Le sud, combien de divisions ? J Cossart
par
popularité : 8%
Le Sud, combien de divisions ?
Le numéro 132 du 16 octobre 2008 de l’hebdomadaire Humanité Dimanche publie, à propos de la crise financière, deux articles de deux économistes membres du Conseil scientifique d’Attac-France, François Chesnais et Jacques Cossart.
Voici l’article de Jacques Cossart.
http://www.france.attac.org/spip.php?article9195
La crise financière qui va mobiliser plus de 1 000 milliards de fonds publics de part et d’autre de l’Atlantique pour tenter de « sauver » un système bancaire qui, sans cela, risque d’entrainer avec lui tout le reste, n’est- elle qu’une affaire d’appareils financiers ? Non malheureusement.
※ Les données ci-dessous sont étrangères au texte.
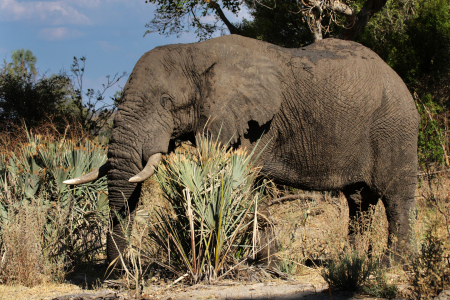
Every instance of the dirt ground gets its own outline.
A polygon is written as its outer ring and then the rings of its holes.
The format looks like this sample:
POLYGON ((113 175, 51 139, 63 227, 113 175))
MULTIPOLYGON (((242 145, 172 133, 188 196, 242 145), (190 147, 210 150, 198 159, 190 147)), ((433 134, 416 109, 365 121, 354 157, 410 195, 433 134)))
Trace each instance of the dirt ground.
MULTIPOLYGON (((310 281, 309 278, 307 281, 310 281)), ((34 288, 20 286, 0 286, 0 299, 42 299, 42 300, 101 300, 101 299, 135 299, 134 291, 83 290, 76 285, 42 285, 34 288)), ((182 300, 182 299, 217 299, 217 300, 375 300, 377 298, 354 296, 349 292, 331 291, 325 283, 307 283, 300 281, 270 281, 261 283, 240 283, 222 281, 214 285, 194 286, 149 286, 144 288, 142 299, 182 300)), ((401 298, 398 298, 401 299, 401 298)))

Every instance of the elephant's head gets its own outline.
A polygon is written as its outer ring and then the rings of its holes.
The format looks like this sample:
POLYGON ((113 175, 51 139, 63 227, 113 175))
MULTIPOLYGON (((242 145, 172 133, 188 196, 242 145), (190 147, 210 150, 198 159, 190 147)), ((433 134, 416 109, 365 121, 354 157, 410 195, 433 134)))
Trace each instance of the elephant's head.
MULTIPOLYGON (((133 211, 141 182, 153 173, 174 140, 207 130, 220 140, 239 142, 249 122, 272 120, 281 106, 278 67, 246 47, 253 40, 226 36, 203 43, 158 47, 136 64, 114 119, 108 162, 99 171, 68 181, 77 184, 108 175, 109 201, 116 211, 133 211)), ((255 50, 257 49, 257 50, 255 50)), ((114 219, 114 218, 113 218, 114 219)), ((114 233, 121 236, 117 222, 114 233)), ((111 239, 108 258, 117 256, 111 239)), ((120 243, 119 243, 120 244, 120 243)), ((122 250, 123 245, 119 245, 122 250)))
Rappelons l’ampleur du désastre ; le chiffre qui vient d’être évoqué représente le double du Produit intérieur brut (PIB) de toute l’Afrique subsaharienne ! Soulignons un des caractère les plus pernicieux du système capitaliste. Celui d’avoir su mêler son destin, quand les choses tournent mal, à celui des 6,5 milliards d’être humains dans une sorte de diabolique « si je tombe, tu tombes aussi ».
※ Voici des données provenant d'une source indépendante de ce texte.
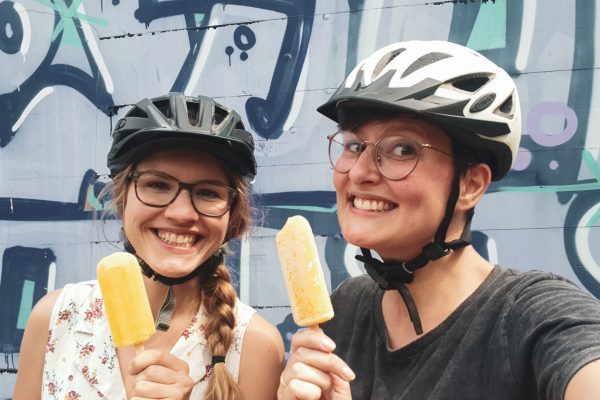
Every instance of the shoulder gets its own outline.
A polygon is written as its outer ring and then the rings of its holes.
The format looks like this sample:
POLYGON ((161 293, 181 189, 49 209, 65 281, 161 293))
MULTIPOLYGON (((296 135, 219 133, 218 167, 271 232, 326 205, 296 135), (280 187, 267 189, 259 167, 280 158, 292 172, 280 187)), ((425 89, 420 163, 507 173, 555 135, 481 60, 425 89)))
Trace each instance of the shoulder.
POLYGON ((54 306, 62 294, 63 289, 57 289, 42 297, 31 310, 27 329, 34 328, 37 332, 42 332, 38 329, 43 327, 47 331, 54 306))
POLYGON ((354 314, 364 307, 370 310, 378 290, 379 286, 369 275, 359 275, 344 280, 331 294, 336 316, 346 311, 354 314))
POLYGON ((328 336, 350 339, 348 326, 366 326, 373 322, 374 304, 382 291, 369 275, 344 280, 331 294, 334 317, 321 325, 328 336))
POLYGON ((254 313, 246 328, 240 359, 238 383, 244 398, 275 398, 284 354, 277 328, 254 313))
POLYGON ((581 299, 590 304, 598 300, 570 280, 545 271, 502 270, 497 277, 496 288, 506 287, 511 300, 518 305, 530 302, 562 302, 567 298, 581 299))
POLYGON ((278 362, 283 360, 283 339, 277 328, 252 307, 239 300, 236 310, 236 315, 242 317, 238 324, 246 325, 242 343, 241 367, 244 366, 244 359, 252 359, 252 363, 256 363, 265 356, 276 359, 278 362))
POLYGON ((377 284, 369 275, 358 275, 345 279, 331 294, 332 299, 354 298, 368 295, 377 290, 377 284))
POLYGON ((244 346, 246 346, 246 344, 252 347, 262 347, 269 353, 278 353, 279 350, 281 350, 281 354, 277 354, 277 356, 283 356, 283 340, 281 334, 273 324, 258 313, 255 313, 252 316, 248 328, 246 328, 244 346))
POLYGON ((19 368, 15 398, 39 398, 50 319, 61 293, 60 289, 48 293, 31 310, 19 354, 19 364, 27 368, 19 368))

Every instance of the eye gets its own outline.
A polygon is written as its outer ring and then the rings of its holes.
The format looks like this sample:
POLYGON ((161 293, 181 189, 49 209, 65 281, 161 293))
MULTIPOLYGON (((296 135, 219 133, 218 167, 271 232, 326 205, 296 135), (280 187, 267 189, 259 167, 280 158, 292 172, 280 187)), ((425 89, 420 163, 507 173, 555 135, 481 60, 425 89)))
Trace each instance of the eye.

Rappelons quelques caractéristiques de la crise qui nous est imposée. Contrairement à ce qu’on voudrait -par intérêt ou cécité- nous faire croire, ce ne sont pas quelques dérives individuelles qui nous ont conduit à ces extrémités. C’est, au contraire, inhérent au système lui-même. Les quelques 4 000 milliards de dollars -une demie année du PIB européen- qui, chaque jour, constituent le commerce des devises et des actions, seraient le fait de quelques brebis galeuses ? Les avoirs des 150 premières transnationales équivalant à 120 % du PIB mondial ne serviraient pas de support aux bulles diverses ? Les paradis fiscaux qui stockent plus de 13 000 milliards de dollars ne seraient rien dans ce système fou ? Les 100 000 personnes détenant des avoirs financiers équivalents au quart du PIB mondial seraient étrangers aux spéculations de toutes sortes ?
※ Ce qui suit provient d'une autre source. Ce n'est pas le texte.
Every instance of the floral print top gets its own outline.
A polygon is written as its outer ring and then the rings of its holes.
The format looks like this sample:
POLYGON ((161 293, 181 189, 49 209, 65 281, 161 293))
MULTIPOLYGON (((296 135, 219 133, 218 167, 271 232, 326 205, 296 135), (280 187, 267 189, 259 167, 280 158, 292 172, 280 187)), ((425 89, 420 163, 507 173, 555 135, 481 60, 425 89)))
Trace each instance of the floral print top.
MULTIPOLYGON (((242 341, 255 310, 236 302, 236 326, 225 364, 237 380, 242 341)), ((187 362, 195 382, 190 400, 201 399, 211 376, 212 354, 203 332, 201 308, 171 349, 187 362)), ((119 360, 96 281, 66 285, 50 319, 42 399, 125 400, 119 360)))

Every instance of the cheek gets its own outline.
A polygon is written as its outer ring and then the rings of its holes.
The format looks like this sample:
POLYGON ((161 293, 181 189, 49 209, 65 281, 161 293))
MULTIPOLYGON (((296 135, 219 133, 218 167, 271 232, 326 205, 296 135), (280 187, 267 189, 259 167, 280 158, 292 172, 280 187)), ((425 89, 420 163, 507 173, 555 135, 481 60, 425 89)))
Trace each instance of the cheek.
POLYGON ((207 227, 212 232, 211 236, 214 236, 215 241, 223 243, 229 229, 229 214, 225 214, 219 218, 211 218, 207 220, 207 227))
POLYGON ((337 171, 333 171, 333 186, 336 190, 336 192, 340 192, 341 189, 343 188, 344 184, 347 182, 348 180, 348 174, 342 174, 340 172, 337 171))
Alors, moraliser le capitalisme ? Madame Parisot ou Monsieur Sarkozy sont-ils vraiment persuadés qu’il vont nous faire gober cela ?
Cette crise pèse d’abord sur les plus vulnérables à l’image des ces foyers étasuniens, comme par hasard majoritairement noirs ou latinos qui, victimes du système financier, se retrouvent sur les trottoirs. Les 25 000 personnes qui, chaque jour, meurent de faim, les 40 % de la population mondiale qui survivent, au Sud, avec moins de 2 dollars pour une journée, sont les premières et le plus gravement touchées.
Ces monstruosités ne sont pas le fruit de la malchance ; elles sont directement liées aux spéculations sur les matières premières, à la production d’agrocarburants pour remplir les réservoirs des pays riches plutôt que les ventres affamés du Sud, à la dette des pays pauvres déjà plusieurs fois remboursée et toujours bien présente. Les institutions internationales, et les gouvernements du G7, auront pu trouver, en quelques jours, les sommes nécessaires à sauver le système bancaire international mais sont incapables depuis plus de trente ans -parce que trop dangereux et immoral (sic)- d’annuler la dette du tiers monde. Ces monstruosités ont pour résultat direct que l’Afrique subsaharienne a vu son PIB/habitant baisser de 0,5% par an sur les 30 années de 1975 à 2005. Ces extravagances criminelles ont un ressort, les inégalités qui font, par exemple, que l’un des pays où la criminalité est la plus élevée, le Brésil, voit les 10 % les plus riches de sa population se partager 45 % des richesses du pays pendant que les 10 % les plus pauvres doivent se contenter de moins de 1 %. Il n’est pas jusqu’aux émissions de CO2, carbone auquel les « experts » ont donné un prix, pour lesquelles les inégalités ne se révèlent pas dans toute leur brutalité : un habitant des Etats-Unis en rejette en moyenne 200 fois plus que celui du Niger !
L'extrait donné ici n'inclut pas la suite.